Eu nunca tive nada contra os meus profs e profas…- porque hoje em dia estamos a adoptar a citação personalizada…eu que achava que os franceses ao dizerem “cidadãos e cidadãs”, “caros amigos e amigas”, “bom dia a todos e a todas” era uma perfeita pirosice, agora a prática institucionalizou-se e até o nosso primeiro já o diz…enfim adiante - até porque os profs que tive sempre foram bué de fixes, a começar pelo da primária que ainda me lembro, tinha regularmente um jornal clandestino dentro da pasta que punha metodicamente ao lado da cadeira de madeira rangente. Só anos mais tarde percebi porque é que um dia, em que ele não tinha o dito jornal entraram uns senhores ditos inspectores que vieram ver se os nossos cadernos e o do prof, estavam em ordem, só me lembro disso porque tinham um ar de “man’s in black” altamente.
Foram 4 anos de bons princípios e uma preparação excelente. Aquela sala 9 da Escola Conde Ferreira foi sempre assim e eu fui a terceira geração da família a estudar lá. Ainda existe e ainda bem, só que a cal deu lugar a tintas mais modernas e sem cheiro, para não falar no alcatrão que tapou para a posteridade a calçada de ardósia irregular, motivo de muitos dentes partidos e de infindáveis desenhos abstratos a giz…lembro-me que uma vez quisemos bater o recorde de, durante um intervalo, fazer um autêntico tabuleiro de xadrez pedra sim pedra não, a giz…mas a tentativa não deu em guiness.
Depois os únicos “pequenos” problemas com o corpo docente foram só alguns anos mais tarde quando um professor de matemática insistia para que eu me penteasse antes de entrar na aula, e eu resolvi o problema com um elástico no cabelo, um dia fui ao gabinete do director – o colégio era diocesano e estava tudo dito – ele tentou convencer-me de que eu não era uma menina para ter um rabo de cavalo com elástico…e que ninguém na escola tinha o cabelo tão comprido.Passados alguns meses já havia uma dúzia de “meninos” a ter rabo de cavalo de menina...

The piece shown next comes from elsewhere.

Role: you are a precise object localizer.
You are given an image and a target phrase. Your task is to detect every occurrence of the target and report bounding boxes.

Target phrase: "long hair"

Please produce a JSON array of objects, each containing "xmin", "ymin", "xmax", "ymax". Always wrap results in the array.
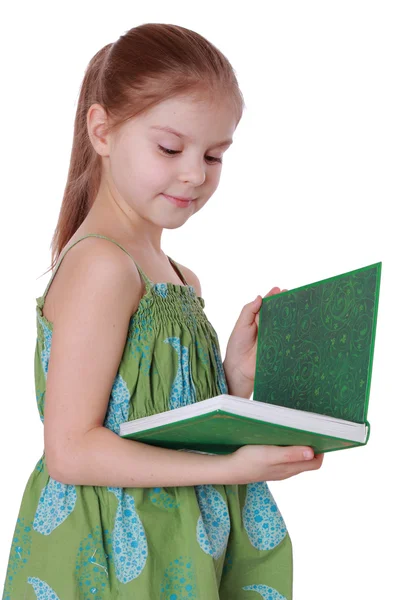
[{"xmin": 46, "ymin": 23, "xmax": 245, "ymax": 273}]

Outro incidente de percurso foi com uma professora de francês, muito competente reconheço, mas que nunca foi com a minha cara, e por vezes quando entrava na aula tinha a sensação que não valia a pena fechar sequer a porta, porque dali a pouco estava a sair prematuramente da aula, foi de resto o que aconteceu muitas vezes:
A juntar a isto e fora os problemas normais de todos os alunos (ah e alunas), tive um período escolar sem sobressaltos, e até me tornei amigo do director, uma vez que as visitas se tornaram frequentes…um padre que tocava harmónica e gostava de blues não era todos os dias que se podia ver e ouvir a fazer jams com o grupinho caloiro que tocava 3 acordes tipo Ramones ao fundo do pátio, para impressionar as chavalas e uma professora de filosofia. Claro que o cabelo comprido completava o status.
Os vinils mais trocados para gravar em cassete eram : “The wall”, “Comes alive”, “The dark side of the moon”, “The crime of the century”,com o movimento do “rock português” a aparecer pouco tempo depois. O núcleo musicalmente duro do colégio trocava também outros géneros como Purple, Zep, Sabbath, Motorhead e outros harders dessa onda….
Depois tudo passou tão depressa e reparei que tinham passado três décadas, e eu ali, a olhar para a sala 9 da primária, onde escrevi pela primeira vez a giz, num quadro preto que contrastava com as batas brancas dos outros putos …curiosas viagens pelo tempo.